Proprio alla definizione di neomelodico si è fatto più volte ricorso quando si intendeva screditare il progetto e il lavoro di LIBERATO. Il misterioso cantante – e fino a prova contraria anche producer – che da poco più di un anno ha monopolizzato a correnti alterne i feed social, le radio e i set di mezza Italia. Ad accompagnarlo un immaginario visivo costruito ad arte da Francesco Lettieri, capace di raccontare un romanzo napoletano che assomiglia alla realtà in più punti. Quello di LIBERATO è l’ennesimo successo recente del brand Napoli, dopo Elena Ferrante o Gomorra, e solidifica una ritrovata attenzione verso tutto quello che succede nel capoluogo campano.
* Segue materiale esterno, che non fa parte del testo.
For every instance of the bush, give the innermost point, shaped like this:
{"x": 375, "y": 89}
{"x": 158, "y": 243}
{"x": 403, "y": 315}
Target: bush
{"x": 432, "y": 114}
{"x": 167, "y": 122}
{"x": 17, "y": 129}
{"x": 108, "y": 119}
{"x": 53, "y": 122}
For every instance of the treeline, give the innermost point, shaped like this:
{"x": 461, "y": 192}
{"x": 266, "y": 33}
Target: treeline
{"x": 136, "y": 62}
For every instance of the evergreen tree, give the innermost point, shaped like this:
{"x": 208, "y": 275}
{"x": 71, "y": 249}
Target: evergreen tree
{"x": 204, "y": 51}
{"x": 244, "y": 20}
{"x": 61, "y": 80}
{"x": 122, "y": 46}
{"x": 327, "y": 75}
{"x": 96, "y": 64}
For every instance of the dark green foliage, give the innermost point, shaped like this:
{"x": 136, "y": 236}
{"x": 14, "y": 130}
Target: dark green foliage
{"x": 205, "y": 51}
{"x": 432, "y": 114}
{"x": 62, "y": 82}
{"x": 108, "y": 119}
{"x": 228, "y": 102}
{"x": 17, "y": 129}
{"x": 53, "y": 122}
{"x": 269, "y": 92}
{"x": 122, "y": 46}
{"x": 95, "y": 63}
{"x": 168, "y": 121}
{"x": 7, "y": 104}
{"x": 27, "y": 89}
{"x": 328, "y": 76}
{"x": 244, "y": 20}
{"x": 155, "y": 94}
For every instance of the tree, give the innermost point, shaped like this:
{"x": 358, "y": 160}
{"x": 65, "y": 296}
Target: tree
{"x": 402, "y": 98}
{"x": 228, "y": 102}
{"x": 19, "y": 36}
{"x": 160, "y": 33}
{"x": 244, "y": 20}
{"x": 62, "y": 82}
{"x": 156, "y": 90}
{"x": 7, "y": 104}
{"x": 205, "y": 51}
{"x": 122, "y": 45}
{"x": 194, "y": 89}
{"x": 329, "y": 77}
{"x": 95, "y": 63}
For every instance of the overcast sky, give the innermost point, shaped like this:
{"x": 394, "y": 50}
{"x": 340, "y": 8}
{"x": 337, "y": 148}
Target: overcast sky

All’indomani dell’uscita degli ultimi due singoli (“Intostreet” e “Je Te Voglio Bene Assai”), LIBERATO ha annunciato il suo primo concerto in terra napoletana, in una location non casuale, il Lungomare “Liberato”, in un giorno non casuale, il 9 maggio (data del suo primo singolo e dell’uscita del secondo) al calar del sole, quando sarà più difficile identificarlo e la sua identità farà meno fatica a restare incognita.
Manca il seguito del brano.